Preparing for ATM Liability Shift
We recommend that earlier is better when it comes to converting your institution’s ATMs to EMV. The longer your institution waits to implement EMV, the greater the risk that you will miss key LS dates in your program as suppliers and vendors struggle to manage the effort of an industry trying to make such a significant change. Being late to market with EMV will make you a greater target to fraudsters.
This becomes especially important as ATMs are frequently targeted for skimming attacks by fraudsters looking to maximize their profits through the collection of MAG and PIN in order to use counterfeit cards to withdraw cash at ATMs. The challenge with ATM skimming is the lion’s share of the risk is with your institution as backstops such as CAMS alerts and industry groups are less likely to identify a possible compromise.
Having EMV ATMs and cards in market is the best way for Issuers to protect themselves with the oncoming wave of counterfeit card fraud in the next couple years.

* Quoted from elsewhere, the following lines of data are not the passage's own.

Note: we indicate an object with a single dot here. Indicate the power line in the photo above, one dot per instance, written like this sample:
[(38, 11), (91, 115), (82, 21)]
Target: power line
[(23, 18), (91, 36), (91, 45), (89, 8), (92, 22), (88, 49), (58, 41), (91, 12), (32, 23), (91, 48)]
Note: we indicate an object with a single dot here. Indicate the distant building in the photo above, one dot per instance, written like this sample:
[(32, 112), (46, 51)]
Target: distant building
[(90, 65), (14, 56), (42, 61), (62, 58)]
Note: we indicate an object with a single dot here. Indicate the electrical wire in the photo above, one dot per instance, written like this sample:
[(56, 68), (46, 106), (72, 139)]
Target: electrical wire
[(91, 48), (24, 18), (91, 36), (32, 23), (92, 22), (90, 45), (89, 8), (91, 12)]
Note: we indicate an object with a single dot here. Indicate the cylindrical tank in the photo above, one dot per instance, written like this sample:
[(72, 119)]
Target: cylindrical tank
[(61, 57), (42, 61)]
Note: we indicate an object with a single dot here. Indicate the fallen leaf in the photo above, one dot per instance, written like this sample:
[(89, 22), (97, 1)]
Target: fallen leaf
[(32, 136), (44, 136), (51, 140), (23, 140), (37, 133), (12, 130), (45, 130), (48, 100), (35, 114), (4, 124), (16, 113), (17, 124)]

Seven Mitigation Strategies for your Transition to EMV
There are several key tactics that your institution should consider to mitigate risks during your EMV transition period:
- Prepare for significant increases in ATM skimming attacks — ensure both your cards and ATMs are EMV-capable to minimize fraud risk.
- Discuss fraud mitigation solutions with your ATM vendor frequently. They can share fraud mitigation strategies and techniques that will help diminish your risk.

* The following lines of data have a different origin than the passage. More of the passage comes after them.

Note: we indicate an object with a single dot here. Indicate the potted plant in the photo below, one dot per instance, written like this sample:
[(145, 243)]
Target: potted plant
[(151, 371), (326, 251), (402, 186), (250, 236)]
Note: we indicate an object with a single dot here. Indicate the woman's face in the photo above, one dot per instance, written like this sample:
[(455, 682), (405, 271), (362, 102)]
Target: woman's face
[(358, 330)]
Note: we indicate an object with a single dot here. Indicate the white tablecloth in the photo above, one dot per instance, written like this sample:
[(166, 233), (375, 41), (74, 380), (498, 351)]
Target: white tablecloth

- Carry out regular checks of your ATMs for attached devices. Your staff should complete these checks in pairs to ensure their safety — fraudsters often monitor ATM locations and may confront an individual identifying a skimming device.
- Provide signage (such as “Protect your PIN”) that reminds customers of the value of their PIN and contact numbers to call if they suspect ATM tampering.
- Consider having extra stock of instant issuance cards at your branches during the transition to EMV. This ensures you minimize disruption to your customers in the event of an attack.
- Work with your third-party card fraud provider to confirm your solutions are in line with your risk appetite. There are often different tiers of service available, so you may need to increase your level of protection to bring it in line with your risk appetite.
- Develop and communicate policies for CPP blocking early. Having these policies understood by senior management and approved by your institution’s executive team empowers your fraud management professionals in the event of an attack – helping them move quickly to reduce losses.